Studies Mislead, Details Matter

It's been almost a year since a huge federal study of hormone replacement therapy indicated that - contrary to previous studies - women may be at risk when taking a hormone replacement drug to deal with symptoms of menopause. In that intervening year, scientists and statisticians have failed determine which study is incorrect, or if both sides tell part of the truth. The fact that these different methodologies cannot seem to be resolved in the intensely-scrutinized realm of medical studies indicates that many of our market research efforts must be hopelessly simplistic.

The most respected study showing benefits of hormone replacement was what is termed an "observational" study, where thousands of subjects - nurses in this case - reported on their drug use and their health. Drawing a relationship between the two, the study showed a 30% reduction of heart attacks among those taking the therapy.

The new federal study used the more respected "double blind" method of testing, giving some people therapy and some people placebos. Their results showed a 40% increase in heart attacks in those taking the therapy. The results were divergent enough to disturb the medical community, making doctors question the research methods themselves.



To draw an analogy, this is sort of the difference between observing consumer behavior through server logs versus taking online surveys. We would think that both should lead us in the same direction, but this often doesn't bear out.

To be meaningful, it turns out, the study of consumer behavior needs to keep track of a vast number of details. Theoretically, those details may be there in the server logs, but it's infrequent that a study actually bothers to account for all of the subtle influence these additional dimensions might exert. This is why a great deal of consumer research is more of an exercise in marketing departments patting themselves on the backs, showing how successful they've been. To truly draw insight out of the data, we need to get very nitty gritty.

We need to know what mental mode different users may have been in when they exhibited certain behaviors - this may be something derivable from traffic patterns - and draw assumptions about intent in order to properly establish market learnings.

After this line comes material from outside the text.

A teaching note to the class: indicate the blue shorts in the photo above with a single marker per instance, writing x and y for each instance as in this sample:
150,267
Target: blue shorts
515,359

When, instead, we generalize the whole audience, the learning is at best lost in the average. Or, at worst, the figures show an average that is actually deceptive.

I actually feel a little bit better about the poor state of our knowledge of online behavior relative to our potential. It's not just us, and it's not just because much of our research is self-serving. Even the brain surgeons are having difficulty, which makes a liberal arts major like myself feel much better. But from here we need to determine what levels of additional detail we need to add into our analysis and develop means of acquiring them.